Auf Knopfdruck Bescheid wissen
Es muss nicht immer eine extra BI-Software sein. Heute stehen auch KMU kostengünstige Systeme
zur Verfügung, die unternehmensrelevante Daten
aus ERP-Software analysieren und aufbereiten.
Alles im grünen Bereich: die Geldflüsse eines Unternehmens, übersichtlich aufbereitet» Von , 10.06.2009 10:17. Letztes Update, 10.06.2009 10:20.
Christian Bischoff ist Produktmanager bei Abacus Research AG, Wittenbach-St. Gallen
Frühzeitig Veränderungen wahrnehmen und richtig darauf reagieren, das sind die Kernfaktoren für den unternehmerischen Erfolg. Um die richtigen Entscheidungen treffen zu können, müssen allerdings rechtzeitig alle Informationen paratstehen. Die dafür notwendigen Daten sind typischerweise schon in den ERP-Lösungen enthalten. Es liegt also nahe, diese Daten auch für Analysen, Berichte oder das Berechnen von Kennzahlen aufzubereiten. Spezielle Business-Intelligence-Software (BI) ist jedoch meist mit hohen Investitionen verbunden.
Für sein ERP-System bietet Abacus deshalb Module an, die auf die Bedürfnisse eines KMU angepasst sind. Das Informationsmanagement besteht aus zwei integrierten Modulen, dem OLAP-Modul für die Datenanalysen und dem Info-Cockpit oder Informationsportal, das die Daten schnell und übersichtlich, auf die jeweilige Zielgruppe zugeschnitten, darstellt; zum Beispiel für das Management, das Callcenter oder für Service, Verkauf und Einkauf.

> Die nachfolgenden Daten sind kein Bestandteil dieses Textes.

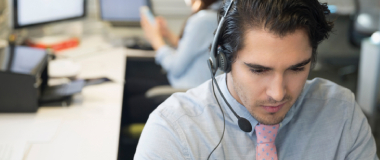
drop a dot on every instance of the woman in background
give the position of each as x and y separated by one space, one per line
185 59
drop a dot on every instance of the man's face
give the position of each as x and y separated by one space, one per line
269 73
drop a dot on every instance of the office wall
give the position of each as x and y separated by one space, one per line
171 8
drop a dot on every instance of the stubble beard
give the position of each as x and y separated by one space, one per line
272 118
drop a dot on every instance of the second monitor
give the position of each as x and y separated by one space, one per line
122 12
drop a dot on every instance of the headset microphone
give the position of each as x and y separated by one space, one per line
219 60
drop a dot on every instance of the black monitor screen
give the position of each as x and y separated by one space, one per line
33 12
121 10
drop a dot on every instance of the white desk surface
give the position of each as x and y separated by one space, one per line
86 130
89 129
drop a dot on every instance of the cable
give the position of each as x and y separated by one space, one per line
224 119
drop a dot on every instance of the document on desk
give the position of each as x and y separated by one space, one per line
18 132
12 151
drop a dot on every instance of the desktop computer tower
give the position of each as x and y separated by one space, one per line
23 75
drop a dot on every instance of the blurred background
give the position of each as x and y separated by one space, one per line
78 78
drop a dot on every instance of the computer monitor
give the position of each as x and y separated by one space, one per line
34 12
122 12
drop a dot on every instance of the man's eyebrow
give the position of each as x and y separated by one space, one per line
303 63
257 66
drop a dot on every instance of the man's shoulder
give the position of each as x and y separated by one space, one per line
191 103
319 88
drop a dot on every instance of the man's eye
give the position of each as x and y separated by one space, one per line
298 69
258 71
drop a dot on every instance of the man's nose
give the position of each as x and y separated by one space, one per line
276 89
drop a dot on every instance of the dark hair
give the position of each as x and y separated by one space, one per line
281 17
205 5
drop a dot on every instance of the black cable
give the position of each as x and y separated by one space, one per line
224 119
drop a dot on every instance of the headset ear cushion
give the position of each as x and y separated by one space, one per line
223 62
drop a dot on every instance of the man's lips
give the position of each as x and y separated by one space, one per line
273 109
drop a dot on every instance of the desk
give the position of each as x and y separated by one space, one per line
89 128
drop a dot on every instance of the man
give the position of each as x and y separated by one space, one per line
271 46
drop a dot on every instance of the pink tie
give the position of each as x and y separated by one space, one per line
266 150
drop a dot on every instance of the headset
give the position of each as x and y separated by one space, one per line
218 60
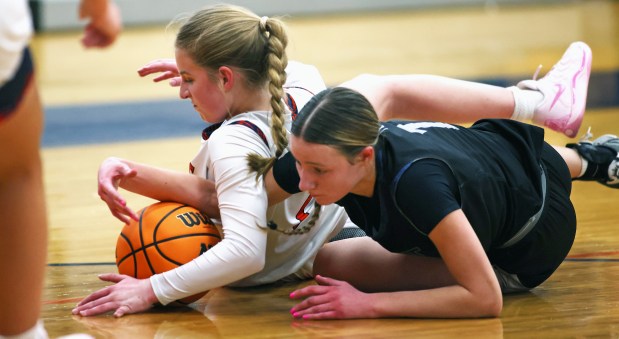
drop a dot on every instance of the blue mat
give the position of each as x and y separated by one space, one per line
120 122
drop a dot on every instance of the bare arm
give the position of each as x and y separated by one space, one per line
476 294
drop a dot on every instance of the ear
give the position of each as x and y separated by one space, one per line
226 76
366 154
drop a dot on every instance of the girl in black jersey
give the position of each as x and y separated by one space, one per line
455 215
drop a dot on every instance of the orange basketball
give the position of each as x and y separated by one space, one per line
167 235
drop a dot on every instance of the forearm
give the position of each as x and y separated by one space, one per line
167 185
446 302
239 255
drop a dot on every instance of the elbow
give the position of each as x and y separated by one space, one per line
254 264
490 306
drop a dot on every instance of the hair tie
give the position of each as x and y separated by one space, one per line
263 23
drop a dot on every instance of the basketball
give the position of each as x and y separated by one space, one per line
167 235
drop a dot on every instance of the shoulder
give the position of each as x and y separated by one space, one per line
244 133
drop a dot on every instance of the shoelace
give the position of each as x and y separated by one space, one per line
587 137
539 68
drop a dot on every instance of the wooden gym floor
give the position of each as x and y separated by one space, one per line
505 42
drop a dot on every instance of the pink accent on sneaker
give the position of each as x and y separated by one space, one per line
565 91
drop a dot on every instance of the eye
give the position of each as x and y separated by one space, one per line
318 170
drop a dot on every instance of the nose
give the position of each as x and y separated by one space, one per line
306 183
183 91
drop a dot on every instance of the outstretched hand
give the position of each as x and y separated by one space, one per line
111 172
167 68
127 295
331 299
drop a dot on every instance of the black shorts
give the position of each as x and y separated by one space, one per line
12 91
543 249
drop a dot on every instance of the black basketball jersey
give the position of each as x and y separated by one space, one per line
496 165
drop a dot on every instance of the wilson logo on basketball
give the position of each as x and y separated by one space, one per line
191 219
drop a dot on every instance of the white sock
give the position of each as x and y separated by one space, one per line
525 102
583 166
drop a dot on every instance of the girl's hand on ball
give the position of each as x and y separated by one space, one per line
167 68
111 172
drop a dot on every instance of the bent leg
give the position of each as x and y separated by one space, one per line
369 267
431 97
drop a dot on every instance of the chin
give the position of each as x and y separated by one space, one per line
322 200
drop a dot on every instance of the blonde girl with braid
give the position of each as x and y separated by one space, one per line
233 66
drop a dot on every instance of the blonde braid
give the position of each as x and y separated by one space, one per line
276 60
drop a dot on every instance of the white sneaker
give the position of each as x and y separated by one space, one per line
565 91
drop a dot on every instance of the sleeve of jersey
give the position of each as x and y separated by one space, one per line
285 173
426 193
243 204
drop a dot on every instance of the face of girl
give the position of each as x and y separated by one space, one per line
205 93
325 173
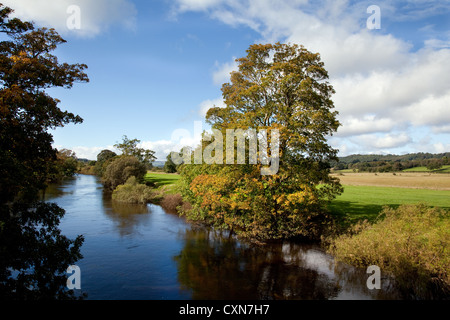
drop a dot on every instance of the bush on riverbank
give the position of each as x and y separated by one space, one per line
411 242
134 192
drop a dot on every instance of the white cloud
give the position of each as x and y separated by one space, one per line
383 142
368 124
382 85
95 16
222 73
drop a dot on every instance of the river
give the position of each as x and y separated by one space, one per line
142 252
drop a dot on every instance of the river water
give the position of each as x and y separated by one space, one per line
142 252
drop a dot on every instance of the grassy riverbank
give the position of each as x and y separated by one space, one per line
410 239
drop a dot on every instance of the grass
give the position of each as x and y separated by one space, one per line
411 242
366 202
166 182
444 169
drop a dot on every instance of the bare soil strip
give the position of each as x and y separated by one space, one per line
431 181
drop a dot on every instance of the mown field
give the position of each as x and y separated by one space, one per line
365 194
444 169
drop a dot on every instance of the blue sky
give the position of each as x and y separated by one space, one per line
156 66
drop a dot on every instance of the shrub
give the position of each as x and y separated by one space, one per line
133 192
170 202
120 169
410 242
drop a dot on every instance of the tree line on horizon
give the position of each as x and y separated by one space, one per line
391 163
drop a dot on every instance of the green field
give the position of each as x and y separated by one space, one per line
367 201
444 169
161 179
357 202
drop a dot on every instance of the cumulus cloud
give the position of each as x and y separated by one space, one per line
222 73
382 83
94 16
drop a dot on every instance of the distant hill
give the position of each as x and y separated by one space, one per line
391 162
392 157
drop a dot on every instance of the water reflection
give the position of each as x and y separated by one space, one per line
126 217
142 252
213 266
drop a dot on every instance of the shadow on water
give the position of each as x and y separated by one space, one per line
143 252
213 266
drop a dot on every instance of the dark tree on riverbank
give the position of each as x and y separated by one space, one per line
34 255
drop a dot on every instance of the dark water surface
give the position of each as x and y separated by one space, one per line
142 252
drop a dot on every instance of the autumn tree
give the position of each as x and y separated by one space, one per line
131 148
169 165
120 169
103 159
34 255
277 87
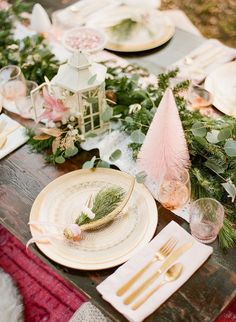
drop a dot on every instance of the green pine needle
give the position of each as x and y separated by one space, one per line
123 29
106 200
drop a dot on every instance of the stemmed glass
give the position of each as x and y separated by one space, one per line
198 97
24 103
206 219
12 82
174 190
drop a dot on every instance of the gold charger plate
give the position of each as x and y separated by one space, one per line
60 203
162 28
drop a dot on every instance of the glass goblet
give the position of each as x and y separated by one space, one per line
198 97
24 103
206 219
174 191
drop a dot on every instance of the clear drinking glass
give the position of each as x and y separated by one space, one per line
12 82
174 191
206 219
24 103
197 96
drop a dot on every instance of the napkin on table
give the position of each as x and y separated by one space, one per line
191 260
14 139
203 60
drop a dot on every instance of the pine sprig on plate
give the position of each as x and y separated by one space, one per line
105 201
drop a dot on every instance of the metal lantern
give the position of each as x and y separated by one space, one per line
80 86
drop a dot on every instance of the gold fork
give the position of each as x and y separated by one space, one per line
162 253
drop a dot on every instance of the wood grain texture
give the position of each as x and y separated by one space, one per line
23 175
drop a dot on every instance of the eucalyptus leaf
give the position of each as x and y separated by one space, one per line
115 155
198 129
141 177
89 164
129 120
231 189
60 159
92 100
230 148
224 134
211 164
107 114
212 137
103 164
70 152
137 136
92 79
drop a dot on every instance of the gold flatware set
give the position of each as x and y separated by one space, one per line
172 273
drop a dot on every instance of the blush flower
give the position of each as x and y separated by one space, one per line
55 110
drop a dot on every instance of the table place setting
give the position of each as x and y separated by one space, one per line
173 157
203 60
12 135
175 269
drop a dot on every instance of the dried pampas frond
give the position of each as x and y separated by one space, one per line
164 151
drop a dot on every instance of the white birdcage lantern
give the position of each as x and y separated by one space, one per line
80 86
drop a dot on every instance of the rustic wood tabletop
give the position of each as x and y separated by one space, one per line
24 174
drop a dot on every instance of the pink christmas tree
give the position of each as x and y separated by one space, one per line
164 151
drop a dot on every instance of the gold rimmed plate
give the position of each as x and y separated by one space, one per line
156 30
60 203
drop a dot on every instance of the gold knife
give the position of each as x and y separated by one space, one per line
176 254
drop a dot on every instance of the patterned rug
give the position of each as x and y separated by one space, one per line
46 296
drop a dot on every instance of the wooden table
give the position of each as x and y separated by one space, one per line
24 174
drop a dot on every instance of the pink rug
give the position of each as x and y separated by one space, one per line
46 295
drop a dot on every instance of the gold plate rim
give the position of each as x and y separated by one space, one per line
47 248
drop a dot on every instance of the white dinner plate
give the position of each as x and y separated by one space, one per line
222 84
60 203
160 28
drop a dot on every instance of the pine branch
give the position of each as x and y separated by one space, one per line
104 203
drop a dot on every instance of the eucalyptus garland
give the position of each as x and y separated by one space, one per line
32 54
211 142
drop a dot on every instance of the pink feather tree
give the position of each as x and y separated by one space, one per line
164 151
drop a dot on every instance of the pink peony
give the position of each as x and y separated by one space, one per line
54 108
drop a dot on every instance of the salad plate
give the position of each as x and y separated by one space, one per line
133 29
60 202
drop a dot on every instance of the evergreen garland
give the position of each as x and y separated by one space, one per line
213 163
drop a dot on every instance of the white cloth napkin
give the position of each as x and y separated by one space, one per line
14 139
191 260
203 60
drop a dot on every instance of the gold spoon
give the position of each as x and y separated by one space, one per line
171 275
4 135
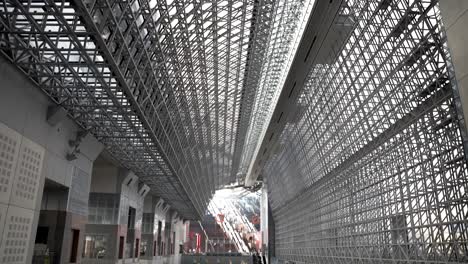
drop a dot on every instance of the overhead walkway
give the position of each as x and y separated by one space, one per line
120 119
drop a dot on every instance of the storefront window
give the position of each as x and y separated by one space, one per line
143 247
95 246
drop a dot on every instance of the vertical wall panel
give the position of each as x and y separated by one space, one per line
17 235
28 175
9 149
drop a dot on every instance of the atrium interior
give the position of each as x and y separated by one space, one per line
233 131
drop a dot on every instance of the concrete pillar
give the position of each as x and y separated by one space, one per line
31 151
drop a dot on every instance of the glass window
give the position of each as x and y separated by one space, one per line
143 247
95 246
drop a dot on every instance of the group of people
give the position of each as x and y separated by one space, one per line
257 258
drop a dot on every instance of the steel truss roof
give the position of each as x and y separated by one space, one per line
370 166
167 86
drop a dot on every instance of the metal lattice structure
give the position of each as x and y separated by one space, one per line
167 86
372 169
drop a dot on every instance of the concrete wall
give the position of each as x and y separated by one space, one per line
113 184
31 150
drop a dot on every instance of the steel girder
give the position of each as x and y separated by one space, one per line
371 168
167 86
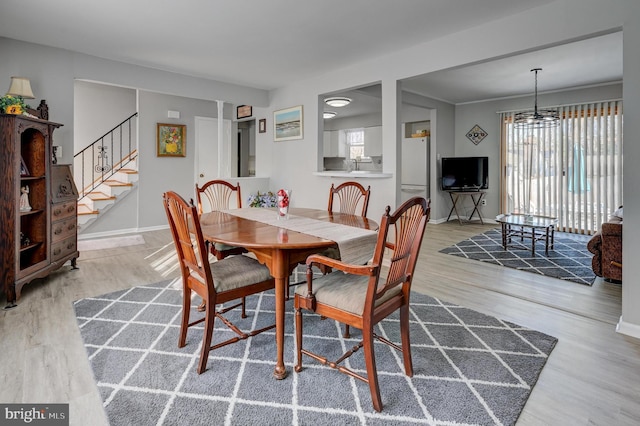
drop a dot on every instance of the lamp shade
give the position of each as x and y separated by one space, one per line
21 86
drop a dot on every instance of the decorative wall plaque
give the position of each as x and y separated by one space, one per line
476 134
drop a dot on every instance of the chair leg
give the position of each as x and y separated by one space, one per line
286 285
184 325
210 317
298 366
406 341
372 371
244 311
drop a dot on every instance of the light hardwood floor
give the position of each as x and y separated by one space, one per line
591 378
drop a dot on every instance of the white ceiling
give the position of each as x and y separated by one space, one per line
270 43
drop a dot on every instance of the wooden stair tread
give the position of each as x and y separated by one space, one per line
99 196
83 209
116 183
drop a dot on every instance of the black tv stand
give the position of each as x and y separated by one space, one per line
476 203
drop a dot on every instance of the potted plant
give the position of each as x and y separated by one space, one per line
12 105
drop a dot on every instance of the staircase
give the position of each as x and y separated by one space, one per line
103 183
106 194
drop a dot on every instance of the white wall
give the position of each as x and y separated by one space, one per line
97 109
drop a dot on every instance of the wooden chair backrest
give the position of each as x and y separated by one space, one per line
187 235
401 232
217 195
351 198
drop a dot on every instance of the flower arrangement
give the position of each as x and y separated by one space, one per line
265 199
12 105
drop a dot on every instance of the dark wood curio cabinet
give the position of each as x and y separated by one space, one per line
38 234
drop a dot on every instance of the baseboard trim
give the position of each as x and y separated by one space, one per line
628 329
120 232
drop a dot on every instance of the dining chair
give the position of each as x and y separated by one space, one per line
349 198
363 295
222 281
216 195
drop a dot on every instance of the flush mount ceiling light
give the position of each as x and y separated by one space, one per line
537 117
337 101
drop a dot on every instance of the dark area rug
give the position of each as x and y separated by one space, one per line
469 368
569 260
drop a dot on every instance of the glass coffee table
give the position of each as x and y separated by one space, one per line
524 226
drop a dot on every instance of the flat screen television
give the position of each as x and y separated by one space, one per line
465 173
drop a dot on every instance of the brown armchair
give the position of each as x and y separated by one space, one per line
606 246
363 295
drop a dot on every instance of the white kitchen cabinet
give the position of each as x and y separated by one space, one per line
373 141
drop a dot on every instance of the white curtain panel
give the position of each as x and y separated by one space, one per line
572 171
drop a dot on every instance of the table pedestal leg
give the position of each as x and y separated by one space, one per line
279 271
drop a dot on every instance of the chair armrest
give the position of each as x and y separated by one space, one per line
318 259
309 301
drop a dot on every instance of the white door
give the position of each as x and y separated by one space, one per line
207 161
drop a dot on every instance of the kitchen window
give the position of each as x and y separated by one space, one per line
355 144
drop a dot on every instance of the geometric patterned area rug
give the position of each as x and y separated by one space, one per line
569 260
469 368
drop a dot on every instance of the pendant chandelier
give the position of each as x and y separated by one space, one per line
538 117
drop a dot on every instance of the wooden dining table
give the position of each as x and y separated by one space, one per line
279 249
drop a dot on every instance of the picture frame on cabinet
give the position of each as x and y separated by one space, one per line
171 140
24 171
288 124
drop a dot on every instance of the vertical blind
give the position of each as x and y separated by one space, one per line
572 171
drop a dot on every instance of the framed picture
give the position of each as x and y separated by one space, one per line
172 140
23 168
288 124
244 111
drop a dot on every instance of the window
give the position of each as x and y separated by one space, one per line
355 144
572 171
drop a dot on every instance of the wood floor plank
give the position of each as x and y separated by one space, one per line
591 378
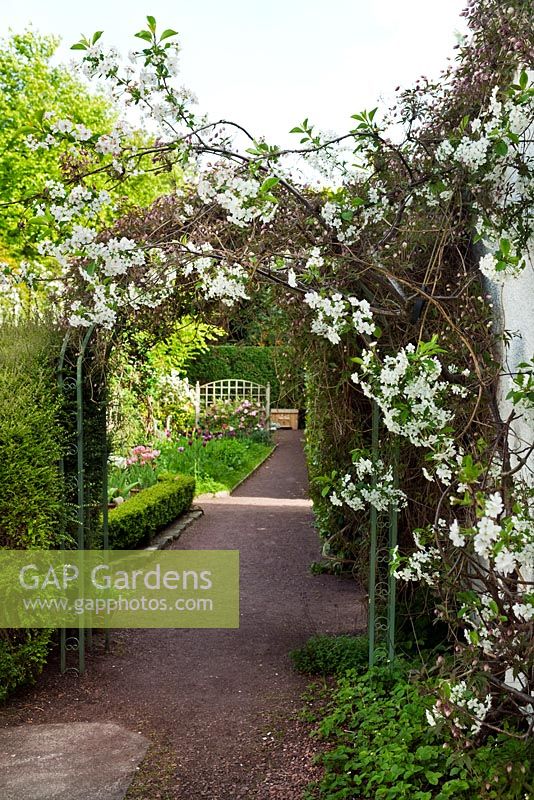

Anzeigesystem wie im Cockpit
Mit dem Modul OLAP (Online Analytical Processing) können Daten aus dem aktuellen Abacus-System «digital erp» beliebig selektiert und als multidimensionale Tabellen bzw. in sogenannten Cubes, aufbereitet werden. Diese «Datenwürfel» eignen sich hervorragend für Analysen und die Berechnung von Kennzahlen. Das Modul basiert auf dem OpenSource-Programm Palo des deutschen auf BI-Lösungen spezialisierten Entwicklungshauses Jedox. Der Vorteil: Das Tool kann die Daten aus verschiedenen Managementbereichen abfragen und analysieren, zum Beispiel aus Finanzbuchhaltung, Kostenrechnung, Auftrags- und Materialwirtschaft, Debitoren- oder Kreditorenbuchhaltung sowie Service- oder Projekt-
management. So können die Anwender aus den Fachabteilungen das Kennzahlensystem selber einfach und flexibel aufbauen und damit schnell auf neue Anforderungen reagieren. Die Anwender arbeiten dabei in einer bekannten Spreadsheet-Umgebung (integriertes Excel), langwierige Lernprozesse entfallen.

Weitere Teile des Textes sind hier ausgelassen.